Steven Mootoocurpen s’est-il laissé aller à fabriquer un faux, ou est-ce l’œuvre d’une ou de plusieurs personnes au sein de la Financial Crimes Commission qui lui ont fourni un lot de documents hautement confidentiels ? Dans le cadre de l’enquête ouverte sur ce scandale, un examen comparatif avec les documents originaux a permis de confirmer que l’une des demandes pour un ordre auprès d’un juge en Chambre n’est pas authentique.
Les enquêteurs s’attèlent donc à comprendre l’existence de ce faux et si Steven Mootoocurpen l’a obtenu parce qu’il exerçait des pressions sur sa ou ses source/s au sein de l’institution.
Comme révélé sur Radio One durant la semaine écoulée, des détails sur des limiers enquêtant sur lui, ainsi que sur l’un des limiers responsables de l’enquête sur Wendip Appaya, ont également été récupérés sur son téléphone portable.

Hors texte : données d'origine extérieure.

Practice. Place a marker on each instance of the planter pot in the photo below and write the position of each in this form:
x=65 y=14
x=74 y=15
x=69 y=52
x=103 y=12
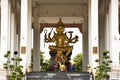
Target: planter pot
x=8 y=77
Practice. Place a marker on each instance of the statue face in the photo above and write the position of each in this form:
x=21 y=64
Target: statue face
x=60 y=29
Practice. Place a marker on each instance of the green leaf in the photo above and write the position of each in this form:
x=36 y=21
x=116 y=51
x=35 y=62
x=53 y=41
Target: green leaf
x=96 y=60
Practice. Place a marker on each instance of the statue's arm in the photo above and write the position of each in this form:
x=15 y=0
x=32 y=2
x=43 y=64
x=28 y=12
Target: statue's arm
x=49 y=39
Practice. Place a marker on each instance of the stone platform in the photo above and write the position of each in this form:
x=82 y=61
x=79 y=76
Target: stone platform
x=58 y=76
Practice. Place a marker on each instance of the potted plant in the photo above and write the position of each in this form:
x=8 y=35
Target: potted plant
x=14 y=70
x=102 y=71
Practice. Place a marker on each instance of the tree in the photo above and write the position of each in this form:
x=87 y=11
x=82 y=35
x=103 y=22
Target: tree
x=78 y=62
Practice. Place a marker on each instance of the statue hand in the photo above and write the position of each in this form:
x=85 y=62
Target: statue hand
x=76 y=38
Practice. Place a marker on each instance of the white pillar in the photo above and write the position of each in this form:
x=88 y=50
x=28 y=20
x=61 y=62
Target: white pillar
x=5 y=41
x=25 y=33
x=93 y=29
x=13 y=34
x=36 y=49
x=36 y=44
x=113 y=14
x=36 y=39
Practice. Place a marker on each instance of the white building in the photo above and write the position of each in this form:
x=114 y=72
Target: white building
x=98 y=19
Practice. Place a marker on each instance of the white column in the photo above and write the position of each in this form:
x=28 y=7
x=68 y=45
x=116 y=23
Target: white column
x=25 y=43
x=36 y=44
x=29 y=37
x=4 y=29
x=103 y=29
x=93 y=29
x=36 y=49
x=113 y=23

Inculpé d’entente délictueuse en vue de pervertir le cours de la justice relativement à La présence des documents de la FCC sur son appareil, il est soupçonné d’avoir voulu intimider ces enquêteurs, même si aucun d’entre eux n’a rapporté avoir été menacé. Exception faite du directeur général de l’institution, Sanjay Dawoodarry, qui a reçu une lettre de menaces accompagnée de balles à son domicile. Fait intéressant, Sanjay Dawoodarry a vu Steven Mootoocurpen devant chez lui peu avant cet incident.